The report claimed the late President used the then Coast PC Eliud Mahihu to control who acquired land at Coast. It cited an example that PC Mahihu took the opportunity between 1974 and 1976, using his junior officers like DCs and chiefs, to forcefully acquire land on Manda Island in Lamu from residents.

The commission recommended the Ministry of Lands or other appropriate Government authority immediately begins a process of surveying, demarcating and registering all remaining public lands, including those that were formerly owned or managed by local authorities, all protected wildlife areas and riverbanks, among others.

It recommended that the National Land Commission commences work with the Ministry of Lands and settlement to undertake adjudication and registration exercises at the Coast and all other areas where the same has not been conducted.

No rewards

“Successive governments have, since independence, failed to take tangible action to deal with these deep-rooted feelings among the inhabitants of the Coast.
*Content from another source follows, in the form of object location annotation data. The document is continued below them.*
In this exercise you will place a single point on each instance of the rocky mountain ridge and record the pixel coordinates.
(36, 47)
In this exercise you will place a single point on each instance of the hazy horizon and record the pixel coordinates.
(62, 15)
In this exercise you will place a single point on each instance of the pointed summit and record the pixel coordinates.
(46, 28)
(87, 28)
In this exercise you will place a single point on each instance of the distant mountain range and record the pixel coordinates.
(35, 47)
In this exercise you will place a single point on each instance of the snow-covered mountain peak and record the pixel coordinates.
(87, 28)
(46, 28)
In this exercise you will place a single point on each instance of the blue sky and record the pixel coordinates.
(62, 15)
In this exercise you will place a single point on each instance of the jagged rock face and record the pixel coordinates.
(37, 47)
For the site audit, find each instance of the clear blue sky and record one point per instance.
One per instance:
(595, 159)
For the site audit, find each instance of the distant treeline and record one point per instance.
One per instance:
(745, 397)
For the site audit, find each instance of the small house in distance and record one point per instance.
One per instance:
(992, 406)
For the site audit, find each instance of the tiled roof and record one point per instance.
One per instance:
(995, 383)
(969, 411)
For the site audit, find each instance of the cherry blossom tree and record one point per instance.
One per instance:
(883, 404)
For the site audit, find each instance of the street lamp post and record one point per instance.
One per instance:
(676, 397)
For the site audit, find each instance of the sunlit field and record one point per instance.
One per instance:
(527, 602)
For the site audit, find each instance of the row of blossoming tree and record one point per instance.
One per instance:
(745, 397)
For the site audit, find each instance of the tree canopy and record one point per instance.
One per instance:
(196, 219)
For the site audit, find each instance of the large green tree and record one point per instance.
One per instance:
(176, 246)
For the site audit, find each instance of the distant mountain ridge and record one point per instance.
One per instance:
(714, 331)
One of the critical issues, described by some as ‘ticking time bomb’, is the seemingly intractable land question,” stated the report. “Coast communities have consistently complained of exclusion from the hinterland and exploitation of their resources without reward.”

It called for urgent measures to revoke illegally obtained titles to and re-open all public beaches, beach access routes and fish landing beaches, especially at the Coast.

“While Government officials benefited from illegal acquisition and allocation of public land to themselves and their close associates and coastal communities that were in dire need of re-settlement were excluded,” said the report

The report cited cases where coastal families were forcibly evicted to pave way for occupation by people from upcountry. “After independence, the following villages that were occupied by the Bajuni as their homelands were destroyed — Kiunga, Kishakani, Funambai, Vibondeni, Ashwei and Materoni. The indigenous Bajuni have either been displaced or outnumbered by immigrants and thus they have become a minority in their own homeland.”

The report although land injustices were seen in virtually every part of the country, the Coastal region suffered the worst, blaming it for the emergence of secessionist groups like the Mombasa Republic Council. It said the injustices were at the heart of gross underdevelopment of the Coast.

It recommended that PA should not play any part in redressing the land “time bomb” in the Coast since they have been central in perpetrating the injustices. The report concluded that the PA lacks moral authority and public support in addressing the explosive matter.

It warned that although the current  constitutional dispensation, including the National Land Commission and related laws can help solve the huge problem of land in the Coast, lack of political will by top national and regional leadership  to implement and support the mechanism would mean that the problem is not fixed.

The Commission recommended that the National Land Commission fast-tracks the process of addressing and recovering all irregularly/illegally acquired land at the Coast  and other parts of the country. It ordered that measures should be designed by the Ministry of Lands and settlement to encourage individuals and entities to surrender illegally acquired land.

The report of the Commission of Inquiry into the Illegal/Irregular Allocation of Public Land revealed that some 200,000 illegal titles were created between 1962 and 2002. Of these, 98 percent were issued between 1986 and 2002.

Most of the grabbed lands include ancestral lands occupied by minority and indigenous groups including coastal communities such as the Boni, among others as well as the Ogiek, Maasai, Sengwer. It said that  only few of the recommendations of the Ndungu Commission have been implemented to date.